Please note that much of the documentation and code logic for verison 5 is similar to version 2 with the addition of support for procedure occurrence generation and syntactical changes as required for the new format and PostgreSQL conversion.

Execution Process

Step 1: Edit Views

Modify first 4 views in OSIM5_views.sql

In order to analyze a CDM format database, the schema and tables for the source data need to be specified in OSIM 5. Modify the first 4 views in OSIM5_views.sql to point to the required tables. The final views should look as follows

============================================================================
Example view creation:
CREATE OR REPLACE VIEW s_person as select * from [CDM_SCHEMA].person;
CREATE OR REPLACE VIEW s_condition_era as select * from [CDM_SCHEMA].condition_era;
CREATE OR REPLACE VIEW s_observation_period as select * from [CDM_SCHEMA].observation_period;
CREATE OR REPLACE VIEW s_drug_era as select * from [CDM_SCHEMA].drug_era;

Step 2: Create Views

Run OSIM5_views.sql file

The above generated views are accessed through a standard set of read-only views. These are contained in the OSIM5_views.sql file and are seperate from the OSIM package and can be slightly modified with specialized filtering to limit the analysis (ex. gender_concept_id, person_id range).

After modifying the initial views in step 1, these additional views must be created by executing the OSIM5_views.sql script in Postgres.

NOTE: Change from version 2! - The persistance window cannot be changed in this version of the package. The code uses the standard persistance windows and does not filter based on persistance.

v_src_person -- This view selects the persons to analyze. The standard view limits selection to persons with an observation_period record and year_of_birth value.

v_src_person_strata -- This view returns the persons in the v_src_person view with a few additional precalculated values commonly used by the analysis, including distinct condition count, distinct drug count, and age.

v_observation_period -- This view returns the observation_period rows for the persons in the v_src_person view.

v_src_condition_era1_ids -- This view returns all IDs of the condition_eras.

v_src_condition_era1 -- This view returns all condition_era rows.

v_src_first_conditions -- This view returns only the first occurrence condition eras.

v_all_conditions -- This view returns all condition_eras including a precalculated person age at conditon start value.

v_src_drug_era1 -- This view returns all drug_eras.

v_src_first_drugs -- This view returns only the first occurrence drug_eras.

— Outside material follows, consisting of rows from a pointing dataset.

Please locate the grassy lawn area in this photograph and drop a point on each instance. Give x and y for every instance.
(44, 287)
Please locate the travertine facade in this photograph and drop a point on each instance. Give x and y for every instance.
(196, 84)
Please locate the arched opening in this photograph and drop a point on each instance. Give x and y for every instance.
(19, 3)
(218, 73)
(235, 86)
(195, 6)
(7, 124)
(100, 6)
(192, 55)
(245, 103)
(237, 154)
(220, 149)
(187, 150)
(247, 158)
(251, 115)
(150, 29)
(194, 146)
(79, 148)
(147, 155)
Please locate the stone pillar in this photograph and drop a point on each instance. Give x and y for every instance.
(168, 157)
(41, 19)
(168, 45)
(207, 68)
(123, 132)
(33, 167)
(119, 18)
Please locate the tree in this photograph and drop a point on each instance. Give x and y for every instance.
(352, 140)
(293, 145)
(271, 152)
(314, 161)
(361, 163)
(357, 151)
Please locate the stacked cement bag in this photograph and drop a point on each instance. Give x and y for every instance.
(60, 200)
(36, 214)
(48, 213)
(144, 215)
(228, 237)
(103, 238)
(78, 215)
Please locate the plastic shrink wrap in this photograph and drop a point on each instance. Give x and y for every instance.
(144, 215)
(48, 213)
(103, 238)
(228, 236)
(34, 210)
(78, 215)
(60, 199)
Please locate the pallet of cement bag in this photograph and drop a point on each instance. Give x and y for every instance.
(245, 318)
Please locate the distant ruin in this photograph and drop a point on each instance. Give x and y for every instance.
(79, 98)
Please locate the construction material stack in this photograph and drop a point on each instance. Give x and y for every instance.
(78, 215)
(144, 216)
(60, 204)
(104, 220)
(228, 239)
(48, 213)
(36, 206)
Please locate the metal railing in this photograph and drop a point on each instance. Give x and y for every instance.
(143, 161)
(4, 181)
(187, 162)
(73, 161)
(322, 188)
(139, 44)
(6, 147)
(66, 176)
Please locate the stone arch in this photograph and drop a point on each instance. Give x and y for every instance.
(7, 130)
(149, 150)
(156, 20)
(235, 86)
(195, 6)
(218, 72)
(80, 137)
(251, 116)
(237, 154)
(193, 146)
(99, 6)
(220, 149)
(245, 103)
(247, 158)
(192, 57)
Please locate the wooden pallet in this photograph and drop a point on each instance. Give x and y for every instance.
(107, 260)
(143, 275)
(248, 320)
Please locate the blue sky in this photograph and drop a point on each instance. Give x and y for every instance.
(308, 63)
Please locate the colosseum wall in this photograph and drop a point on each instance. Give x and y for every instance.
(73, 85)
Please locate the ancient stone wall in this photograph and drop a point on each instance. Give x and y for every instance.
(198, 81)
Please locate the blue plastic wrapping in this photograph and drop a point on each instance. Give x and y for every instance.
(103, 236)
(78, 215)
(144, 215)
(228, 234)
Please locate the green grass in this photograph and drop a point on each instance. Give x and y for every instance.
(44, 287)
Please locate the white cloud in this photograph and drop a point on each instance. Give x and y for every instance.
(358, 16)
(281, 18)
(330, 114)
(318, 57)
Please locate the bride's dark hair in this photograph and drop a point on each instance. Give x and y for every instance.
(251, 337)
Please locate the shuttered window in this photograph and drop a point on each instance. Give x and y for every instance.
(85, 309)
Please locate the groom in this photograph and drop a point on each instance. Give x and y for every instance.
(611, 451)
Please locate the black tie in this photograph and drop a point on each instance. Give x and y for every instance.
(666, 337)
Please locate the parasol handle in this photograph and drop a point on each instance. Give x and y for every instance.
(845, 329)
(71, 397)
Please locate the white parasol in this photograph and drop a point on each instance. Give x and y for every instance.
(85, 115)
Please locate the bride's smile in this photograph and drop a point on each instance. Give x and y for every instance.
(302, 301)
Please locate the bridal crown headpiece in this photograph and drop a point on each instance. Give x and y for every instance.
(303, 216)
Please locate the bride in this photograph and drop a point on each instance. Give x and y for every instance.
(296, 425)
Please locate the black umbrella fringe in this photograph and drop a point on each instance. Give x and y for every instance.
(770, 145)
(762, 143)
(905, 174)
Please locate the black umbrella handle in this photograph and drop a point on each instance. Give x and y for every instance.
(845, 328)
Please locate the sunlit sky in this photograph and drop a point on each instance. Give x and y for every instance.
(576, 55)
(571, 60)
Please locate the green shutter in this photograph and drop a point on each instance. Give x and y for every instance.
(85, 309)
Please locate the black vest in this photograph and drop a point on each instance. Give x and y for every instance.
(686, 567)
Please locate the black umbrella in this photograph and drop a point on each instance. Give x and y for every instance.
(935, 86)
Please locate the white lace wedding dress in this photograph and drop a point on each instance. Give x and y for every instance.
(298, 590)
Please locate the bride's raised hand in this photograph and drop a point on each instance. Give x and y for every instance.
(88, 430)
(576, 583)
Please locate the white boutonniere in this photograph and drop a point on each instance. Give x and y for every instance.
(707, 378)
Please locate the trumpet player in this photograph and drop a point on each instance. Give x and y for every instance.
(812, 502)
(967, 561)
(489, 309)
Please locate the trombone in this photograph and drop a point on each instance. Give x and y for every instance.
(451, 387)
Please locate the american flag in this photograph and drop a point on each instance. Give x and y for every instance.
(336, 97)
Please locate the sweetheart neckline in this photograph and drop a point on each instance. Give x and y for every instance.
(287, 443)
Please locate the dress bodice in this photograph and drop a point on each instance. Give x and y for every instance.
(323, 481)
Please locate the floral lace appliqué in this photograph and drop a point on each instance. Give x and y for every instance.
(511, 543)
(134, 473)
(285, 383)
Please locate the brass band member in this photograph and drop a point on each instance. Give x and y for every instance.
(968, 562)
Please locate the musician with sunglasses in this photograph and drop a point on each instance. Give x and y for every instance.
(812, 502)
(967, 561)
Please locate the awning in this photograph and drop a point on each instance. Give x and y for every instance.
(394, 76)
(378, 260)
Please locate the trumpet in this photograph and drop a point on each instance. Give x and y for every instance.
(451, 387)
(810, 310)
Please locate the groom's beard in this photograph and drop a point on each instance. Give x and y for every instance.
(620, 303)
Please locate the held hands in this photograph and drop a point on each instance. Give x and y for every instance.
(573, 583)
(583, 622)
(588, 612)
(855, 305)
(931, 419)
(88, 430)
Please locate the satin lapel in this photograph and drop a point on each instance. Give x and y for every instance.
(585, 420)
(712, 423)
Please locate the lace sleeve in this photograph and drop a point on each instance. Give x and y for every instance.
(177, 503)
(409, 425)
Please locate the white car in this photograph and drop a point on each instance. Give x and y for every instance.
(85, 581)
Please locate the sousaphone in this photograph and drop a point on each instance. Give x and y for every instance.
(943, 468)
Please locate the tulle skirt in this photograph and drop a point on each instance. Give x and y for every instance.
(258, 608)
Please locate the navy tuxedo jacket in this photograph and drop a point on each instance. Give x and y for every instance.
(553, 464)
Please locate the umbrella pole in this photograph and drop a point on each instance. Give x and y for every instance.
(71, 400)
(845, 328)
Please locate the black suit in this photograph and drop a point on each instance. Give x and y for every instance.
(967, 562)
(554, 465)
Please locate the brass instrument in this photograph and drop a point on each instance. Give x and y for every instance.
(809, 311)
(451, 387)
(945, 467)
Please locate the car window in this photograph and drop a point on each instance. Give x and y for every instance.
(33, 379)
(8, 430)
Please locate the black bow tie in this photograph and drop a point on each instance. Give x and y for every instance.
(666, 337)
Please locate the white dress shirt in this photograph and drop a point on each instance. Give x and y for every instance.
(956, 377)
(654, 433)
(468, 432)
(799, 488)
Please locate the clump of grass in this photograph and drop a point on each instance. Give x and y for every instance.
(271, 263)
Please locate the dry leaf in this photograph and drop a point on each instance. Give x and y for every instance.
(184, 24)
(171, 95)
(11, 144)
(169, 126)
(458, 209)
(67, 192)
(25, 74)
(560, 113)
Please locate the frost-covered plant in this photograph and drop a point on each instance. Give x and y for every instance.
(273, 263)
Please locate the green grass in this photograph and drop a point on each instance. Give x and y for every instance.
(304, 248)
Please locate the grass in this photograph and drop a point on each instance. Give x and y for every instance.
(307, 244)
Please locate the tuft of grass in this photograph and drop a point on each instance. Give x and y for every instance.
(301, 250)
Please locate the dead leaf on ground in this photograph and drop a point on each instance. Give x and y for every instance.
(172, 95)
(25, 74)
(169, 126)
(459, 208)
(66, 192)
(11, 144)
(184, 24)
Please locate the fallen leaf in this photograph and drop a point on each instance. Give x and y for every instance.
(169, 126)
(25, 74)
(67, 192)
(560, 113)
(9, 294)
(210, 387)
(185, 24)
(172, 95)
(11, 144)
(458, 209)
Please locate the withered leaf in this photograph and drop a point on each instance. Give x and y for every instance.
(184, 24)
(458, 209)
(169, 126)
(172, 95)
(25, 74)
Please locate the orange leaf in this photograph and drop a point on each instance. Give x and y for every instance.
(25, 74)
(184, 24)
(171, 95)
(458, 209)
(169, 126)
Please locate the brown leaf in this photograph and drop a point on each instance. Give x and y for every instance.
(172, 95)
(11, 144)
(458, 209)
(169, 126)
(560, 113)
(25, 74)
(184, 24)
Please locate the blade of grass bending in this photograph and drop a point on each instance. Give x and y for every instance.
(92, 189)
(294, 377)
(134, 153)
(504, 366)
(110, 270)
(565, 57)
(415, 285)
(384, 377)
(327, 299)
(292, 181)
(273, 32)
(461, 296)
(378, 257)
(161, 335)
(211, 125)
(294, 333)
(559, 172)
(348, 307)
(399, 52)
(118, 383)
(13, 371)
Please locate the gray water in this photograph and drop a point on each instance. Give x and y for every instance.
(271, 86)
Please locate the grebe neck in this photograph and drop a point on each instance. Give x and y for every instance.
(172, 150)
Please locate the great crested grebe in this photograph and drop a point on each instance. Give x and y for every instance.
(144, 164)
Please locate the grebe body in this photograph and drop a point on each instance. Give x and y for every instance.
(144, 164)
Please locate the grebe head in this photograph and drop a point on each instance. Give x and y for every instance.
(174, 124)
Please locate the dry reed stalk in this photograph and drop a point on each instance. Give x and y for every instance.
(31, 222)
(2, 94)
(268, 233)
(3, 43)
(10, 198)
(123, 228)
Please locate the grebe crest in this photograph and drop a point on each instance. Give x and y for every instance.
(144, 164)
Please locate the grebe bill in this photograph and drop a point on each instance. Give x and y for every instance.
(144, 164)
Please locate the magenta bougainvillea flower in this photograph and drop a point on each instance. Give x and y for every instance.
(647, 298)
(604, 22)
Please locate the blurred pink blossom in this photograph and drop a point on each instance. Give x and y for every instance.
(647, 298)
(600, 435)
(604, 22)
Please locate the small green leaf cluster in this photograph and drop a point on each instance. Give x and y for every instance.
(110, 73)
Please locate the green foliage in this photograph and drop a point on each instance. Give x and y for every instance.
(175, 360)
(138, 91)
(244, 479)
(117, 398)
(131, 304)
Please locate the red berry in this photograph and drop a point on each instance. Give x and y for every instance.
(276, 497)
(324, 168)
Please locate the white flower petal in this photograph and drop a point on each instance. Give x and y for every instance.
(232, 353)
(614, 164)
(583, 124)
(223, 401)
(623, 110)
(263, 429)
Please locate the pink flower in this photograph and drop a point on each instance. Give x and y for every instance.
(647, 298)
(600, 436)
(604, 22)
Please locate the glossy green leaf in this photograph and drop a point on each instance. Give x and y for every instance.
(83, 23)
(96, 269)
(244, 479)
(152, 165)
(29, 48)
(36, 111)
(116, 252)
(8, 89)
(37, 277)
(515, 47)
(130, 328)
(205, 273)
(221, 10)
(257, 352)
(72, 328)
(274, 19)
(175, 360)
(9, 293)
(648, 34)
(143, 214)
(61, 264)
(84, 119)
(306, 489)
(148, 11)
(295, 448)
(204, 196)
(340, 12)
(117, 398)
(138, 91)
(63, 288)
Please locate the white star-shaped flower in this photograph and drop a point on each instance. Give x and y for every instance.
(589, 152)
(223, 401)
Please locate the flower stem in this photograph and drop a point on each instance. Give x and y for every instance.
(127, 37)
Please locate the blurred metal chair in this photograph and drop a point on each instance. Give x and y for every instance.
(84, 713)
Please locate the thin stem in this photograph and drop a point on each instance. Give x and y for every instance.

Step 3 (Optional): User Modifiable Range Functions

Modify range functions in OSIM5_package.sql

The user-modifiable range functions are used by both the database analysis and simulation phases of OSIM. They specify the bucketing of transition probabilities. The user can control these ranges and bucketing by modifying the function in OSIM5_package.sql. The default buckets are identical to version 2 (which were derived from trial and error during development). The functions are described in more detail in the Data dictionary and Process Design documentation of OSIM 2 avaiable in v2 documentation folder.

Please note: The same range functions must be used during anaysis and simulation phases.

Step 4: Table Generation

Run OSIM5_tables.sql file

The OSIM 5 package uses some tables (in the anaysis stage, to store final synthetic data, etc), whcih need to be created before the package is executed. This can be done by executing the OSIM5_tables.sql file. The tables are described in detail in the Data Dictionary and Process Design documentation of OSIM 2.

Step 5: Analysis Phase: analyze_source_db()

Run stored procedure (analyze_source_db)

OSIM 5 is based on transition probabilty tables which are used to store probability characteristics of the source CDM database. The OSIM5 package method analyze_source_db() performs all the CDM database analysis.

This method will truncate and repopulate all the Transition Probability Tables.

NOTE: This part of the process is time and computationlly intensive and may require several days to run, depending on the size of the database being analyzed. In version 2 the progress can be monitored in the process_log table, but since Postgres does not have support for autonomous transactions, the progress can be monitored through DEBUG statements by setting the postgres log level to DEBUG.

Step 6: Simulated Data: ins_sim_data(person_count,person_start_id)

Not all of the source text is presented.